On trouve naturellement de l’azote dans les sols, provenant de la fixation de l’azote atmosphérique par certaines plantes comme les légumineuses. Celui-ci est assimilé par les plantes et s’intègre dans la matière organique dont la décomposition fournit des nitrates. En l’absence de fertilisation, expliquent les auteurs du fascicule, « la concentration ‘’ naturelle ‘’ en nitrates des eaux souterraines est estimée entre 5 et 25 mg/l (NO3), une valeur courante moyenne de 10 mg/l étant généralement admise ».
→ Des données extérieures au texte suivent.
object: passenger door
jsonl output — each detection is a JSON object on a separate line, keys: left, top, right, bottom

Mais depuis la création des engrais industriels de synthèse, les intrants agricoles sont venus considérablement amplifier les teneurs en azote apportés au sol. « Si la majorité de cet azote est consommée par les plantes », indique le fascicule, une partie est lessivée par l’eau de pluie et rejoint les cours d’eau, quand une autre s’infiltre vers les nappes souterraines. Or, en France, selon un bilan du ministère chargé de l’Agriculture, « la différence entre azote apporté et azote effectivement consommé, est passée de 320 000 tonnes en 1995 à 400 000 tonnes en 1997 ». Dans la course au rendement, avec des engrais relativement peu chers, les agriculteurs ont parfois augmenté les doses pour être sûrs d’atteindre le rendement potentiel de leur sol et de la variété, au risque de perdre de l’azote inutilement.

Si la mise en place de cultures intermédiaires pièges à nitrates ou encore de bandes enherbées de ce type de cultures permet, selon l’équipe de Piren-Seine, de diminuer « immédiatement et sensiblement (de 25 à plus de 50 %) les flux d’azote susceptibles d’être lessivés vers les cours d’eau ou les formations aquifères », l’inertie propre des aquifères « limite fortement leur efficacité à court terme. » Cette inertie diminue « l’efficacité immédiate des mesures agro-environnementales sur l’état de pollution global des grands aquifères du bassin, les effets ne pouvant être sensibles que plusieurs années (voire dizaine d’années) après la mise en place de ce type de mesure », poursuivent-ils.

La seule solution envisageable est d’inscrire les diverses actions dans le long terme.